The 4 Key Requirements of Real-Time Analytics: Latency, Fresh Data, Throughput, and Concurrency
Despite advances in big data and analytics, organizations still struggle with the complexity currently involved in building large-scale, real-time data applications. A typical big data architecture for a single use case might involve 6 to 20+ tools to cover ingestion, storage, transformation, observability, and analytics – and the process is not repeatable. These tools were designed to deal with structured reporting schedules that informed subsequent actions, and many are built for a batch-oriented world.
The rise of event streaming has brought real-time analytics one step closer to fruition, but streaming data requires new technology to take full advantage of its capabilities. In order to power machine learning and AI workloads, streaming data must be combined with historical data in real-time, and data from source applications should not require preaggregation or copying to achieve latency and concurrency. The modern data stack is primed for innovation as streaming data quickly becomes the status quo.
Developers of high-performance applications strive to deliver real-time analytics on massive data sets, but to do this, they must remain efficient while balancing four requirements:
- High Throughput: instantly ingest massive volumes of data
- Fresh Data: immediately act on data as it’s ingested
- Low Latency: millisecond queries
- High Concurrency: thousands of simultaneous queries
Now, let’s explore each of the four requirements to real-time analytics and how FeatureBase makes it possible to achieve all four without compromise.
Why are even the most modern data stacks still struggling to deliver real time?
Most tools on the market excel at one or two of these four requirements – maybe even three, but covering all four requirements is incredibly challenging without spending a LOT of money. This is one reason implementing real-time analytics at scale is proving so difficult.

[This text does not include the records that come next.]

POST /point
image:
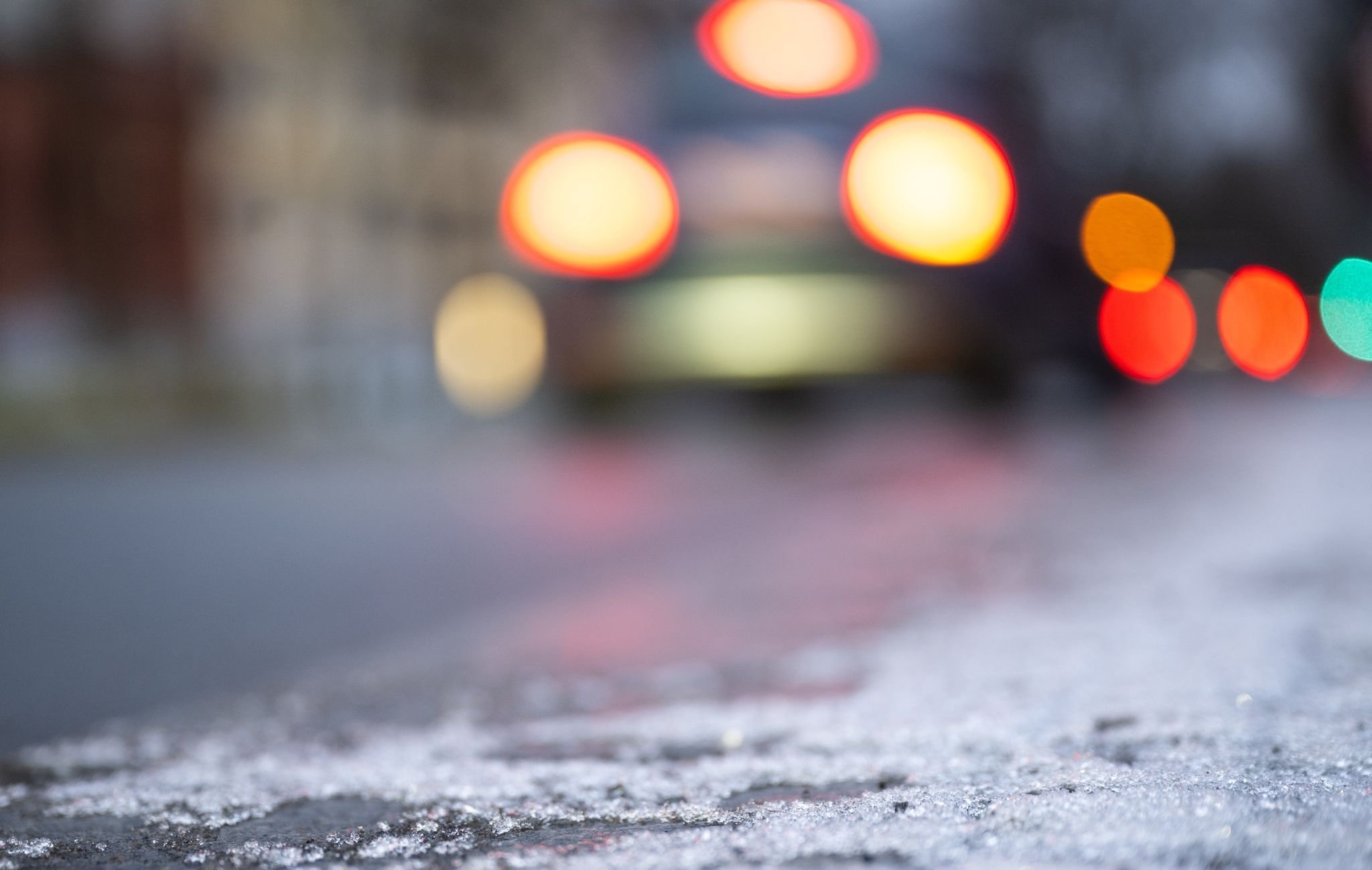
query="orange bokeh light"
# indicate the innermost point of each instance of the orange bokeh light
(1127, 241)
(788, 48)
(1264, 323)
(928, 187)
(590, 205)
(1148, 334)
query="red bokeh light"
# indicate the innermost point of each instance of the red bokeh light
(1264, 322)
(788, 48)
(1148, 335)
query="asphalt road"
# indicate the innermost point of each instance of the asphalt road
(1125, 639)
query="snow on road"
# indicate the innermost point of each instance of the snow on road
(1178, 674)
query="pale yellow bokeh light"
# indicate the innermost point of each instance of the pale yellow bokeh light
(929, 187)
(590, 205)
(1127, 242)
(760, 327)
(788, 47)
(489, 343)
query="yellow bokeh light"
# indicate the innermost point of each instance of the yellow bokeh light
(929, 187)
(590, 205)
(489, 343)
(1127, 242)
(788, 48)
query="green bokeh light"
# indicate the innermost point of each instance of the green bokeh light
(1347, 308)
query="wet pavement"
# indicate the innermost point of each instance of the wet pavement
(1132, 639)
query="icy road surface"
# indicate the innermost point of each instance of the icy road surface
(1135, 641)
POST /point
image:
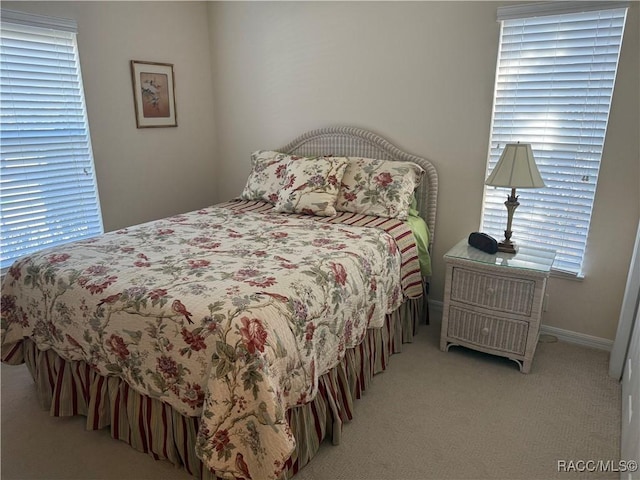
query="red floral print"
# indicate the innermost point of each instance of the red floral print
(58, 258)
(383, 179)
(221, 440)
(116, 345)
(339, 273)
(199, 263)
(196, 342)
(167, 366)
(193, 395)
(253, 334)
(157, 294)
(308, 334)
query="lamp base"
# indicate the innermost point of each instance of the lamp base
(507, 247)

Let’s take a look into each of these four requirements and why they are needed to deliver real-time data at scale (Figure 1).

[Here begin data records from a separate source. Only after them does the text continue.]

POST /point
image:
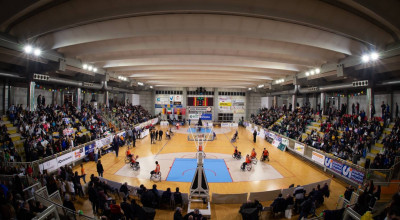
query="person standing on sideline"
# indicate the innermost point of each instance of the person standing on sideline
(83, 173)
(93, 197)
(151, 137)
(160, 133)
(100, 169)
(96, 154)
(134, 139)
(383, 107)
(372, 110)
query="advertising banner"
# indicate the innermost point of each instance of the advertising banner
(317, 157)
(178, 98)
(344, 170)
(225, 124)
(194, 116)
(89, 148)
(78, 154)
(285, 141)
(50, 165)
(65, 159)
(207, 117)
(68, 131)
(299, 148)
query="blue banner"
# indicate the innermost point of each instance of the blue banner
(206, 117)
(89, 149)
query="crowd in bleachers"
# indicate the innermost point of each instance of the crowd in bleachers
(52, 129)
(349, 137)
(130, 114)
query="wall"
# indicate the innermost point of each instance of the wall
(253, 103)
(147, 100)
(20, 96)
(267, 102)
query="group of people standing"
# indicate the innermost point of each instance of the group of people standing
(156, 135)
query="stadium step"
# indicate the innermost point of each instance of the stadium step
(375, 150)
(15, 137)
(11, 130)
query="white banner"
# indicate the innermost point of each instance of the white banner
(275, 143)
(285, 141)
(79, 153)
(299, 148)
(50, 165)
(65, 159)
(144, 133)
(225, 124)
(317, 157)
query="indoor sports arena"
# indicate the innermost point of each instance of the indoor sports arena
(194, 110)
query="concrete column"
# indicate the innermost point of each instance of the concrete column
(215, 108)
(323, 97)
(78, 98)
(31, 96)
(6, 98)
(294, 101)
(125, 95)
(370, 101)
(106, 94)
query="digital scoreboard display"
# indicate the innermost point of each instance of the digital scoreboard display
(200, 101)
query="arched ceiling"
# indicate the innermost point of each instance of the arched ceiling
(212, 43)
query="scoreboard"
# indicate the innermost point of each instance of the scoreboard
(200, 101)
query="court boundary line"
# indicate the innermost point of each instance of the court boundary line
(226, 165)
(170, 170)
(162, 148)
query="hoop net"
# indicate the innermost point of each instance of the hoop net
(201, 135)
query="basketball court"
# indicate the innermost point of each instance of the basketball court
(177, 161)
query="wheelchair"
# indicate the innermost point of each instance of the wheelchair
(262, 158)
(237, 156)
(233, 140)
(254, 160)
(135, 166)
(156, 176)
(247, 167)
(128, 159)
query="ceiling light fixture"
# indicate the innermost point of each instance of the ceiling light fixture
(28, 49)
(374, 56)
(365, 58)
(37, 52)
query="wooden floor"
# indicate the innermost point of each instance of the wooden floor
(294, 170)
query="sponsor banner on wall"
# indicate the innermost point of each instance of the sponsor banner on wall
(207, 117)
(225, 124)
(285, 141)
(317, 157)
(89, 148)
(78, 154)
(68, 131)
(299, 148)
(344, 170)
(194, 116)
(65, 159)
(50, 165)
(178, 98)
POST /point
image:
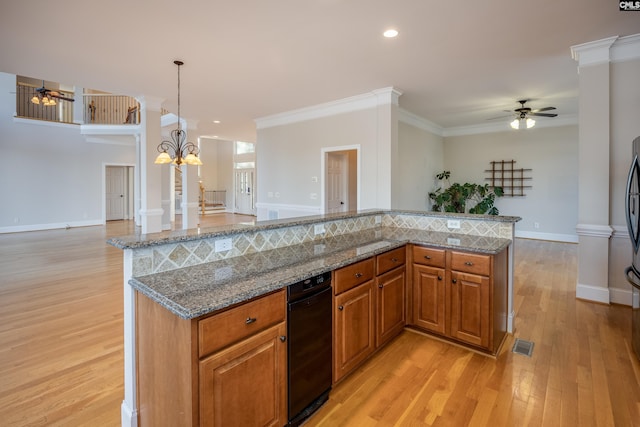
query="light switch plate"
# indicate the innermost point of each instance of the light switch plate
(222, 245)
(453, 223)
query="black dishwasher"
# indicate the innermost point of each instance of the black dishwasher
(309, 346)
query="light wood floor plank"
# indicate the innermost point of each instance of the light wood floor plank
(61, 355)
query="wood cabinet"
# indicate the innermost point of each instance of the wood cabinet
(221, 370)
(353, 317)
(390, 295)
(461, 295)
(369, 308)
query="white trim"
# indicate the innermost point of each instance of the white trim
(323, 155)
(626, 48)
(612, 49)
(128, 410)
(593, 53)
(346, 105)
(620, 232)
(554, 237)
(592, 293)
(594, 230)
(51, 226)
(621, 296)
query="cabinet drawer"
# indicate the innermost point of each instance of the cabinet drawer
(471, 263)
(429, 256)
(390, 260)
(352, 275)
(221, 330)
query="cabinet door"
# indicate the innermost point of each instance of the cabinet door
(353, 329)
(429, 307)
(245, 385)
(470, 308)
(390, 305)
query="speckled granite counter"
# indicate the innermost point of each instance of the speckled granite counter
(197, 290)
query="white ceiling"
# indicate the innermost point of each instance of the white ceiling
(457, 63)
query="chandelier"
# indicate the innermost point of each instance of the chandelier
(178, 150)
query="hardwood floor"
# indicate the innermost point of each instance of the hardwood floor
(61, 355)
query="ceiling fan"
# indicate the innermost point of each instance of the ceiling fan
(523, 115)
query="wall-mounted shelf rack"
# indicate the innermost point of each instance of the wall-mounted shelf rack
(513, 181)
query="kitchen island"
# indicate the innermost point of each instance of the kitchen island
(195, 273)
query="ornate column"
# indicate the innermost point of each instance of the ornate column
(150, 173)
(593, 227)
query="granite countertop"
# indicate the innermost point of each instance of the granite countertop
(145, 240)
(198, 290)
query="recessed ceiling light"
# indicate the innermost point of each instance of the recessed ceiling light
(390, 33)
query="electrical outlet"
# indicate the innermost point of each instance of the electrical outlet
(222, 245)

Key Requirement #1: High Throughput
When we discuss throughput, we’re referring to data ingest.
In 2021, it was estimated that 1.145 trillion MB of data was created every day. As a result, high throughput is necessary to keep up with the ever-increasing amount of continuously generated data and new technologies to stream that data in real-time (e.g., Apache Kafka). While no single entity needs to ingest and explore all of the data in the world, it’s indicative of the exponential data growth occurring that organizations hope to capitalize on and must inevitably confront.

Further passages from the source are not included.